I do not take amending the Constitution lightly. It is a serious business and we need to tread carefully. However, the change we seek to make is narrow, it is limited, and it is necessary.
Some critics say we must choose between trampling on the flag and trampling on the First Amendment. I strongly disagree.
The freedom of speech enshrined in the First Amendment is a cornerstone of our great nation.
However, there is no idea or thought expressed by the burning of the American flag that cannot be expressed equally well in another manner. While I might disagree with those who protest, I defend their right to do so.
Protecting the flag will not prevent anyone from expressing his or her point of view, regardless of what that point of view may be.
Indeed, the Supreme Court has recognized many instances in which speech is not protected, such as obscenity and ‘fighting words.’ I believe that desecrating an American flag falls into the same category.
Limiting this very specific conduct will leave both the flag and speech safe.
Amending the Constitution for this narrow and necessary purpose is an implicit recognition of the depth and breadth of the First Amendment. What could more clearly signal the scope and strength of our freedom of speech than the fact that even protecting our nation’s symbol from desecration requires a Constitutional Amendment?
I would like to assure those with reservations about amending the Constitution that the path we are taking is no slippery slope.
There will be no stampede of Constitutional Amendments that could erode our freedom of speech. There will be no litany of restrictions.

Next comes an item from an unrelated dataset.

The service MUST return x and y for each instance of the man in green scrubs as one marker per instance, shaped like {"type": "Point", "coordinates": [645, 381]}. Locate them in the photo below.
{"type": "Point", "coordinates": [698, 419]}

There has been much confusion surrounding this Amendment.
It does not prohibit flag burning, as is so often stated. This amendment would, quite simply, enable the Congress -- you and I and our 98 other Members, Mr. President, as well as the 435 Members of the House of Representatives, and the President of the United States -- to set the protocols governing our flag and protecting it as it has been protected throughout most of this Nation's history.
In other words, we will hold hearings. We will devise legislation. We will debate that legislation on the floor of both bodies. The purpose is to enable this body and the other body to establish a protocol for the handling of the American flag. No more, no less. It is content neutral. It does not ban desecration, burning, defiling, or anything else.
Let me read the text of the amendment:
‘The Congress shall have the power to prohibit the physical desecration of the flag of the United States.’
Just as 48 States debated this prior to 1989, and just as 48 States made a decision and passed legislation, the Congress of the United States would now have the power.
That’s it. No more. No less.
The resolution -- if passed by three-quarters of the 50 State legislatures -- would merely return to Congress its historical power to prohibit the physical desecration of the flag.
The Amendment will enable Congress to have a full and fair debate on the appropriate protections for the flag.
As President Woodrow Wilson, who proclaimed the first Flag Day in 1916, said:
‘This flag, which we honor and under which we serve, is the emblem of our unity, our power, our thought and purpose as a nation. It has no other character than that which we give it from generation to generation. . . Though silent, it speaks to us--speaks to us of the past, of the men and women who went before us, and of the records they wrote upon it.’
In honor of this emblem of America, I ask that this body permit us to give the American people the opportunity to decide if the Constitution should be amended. It is time to let the people decide.”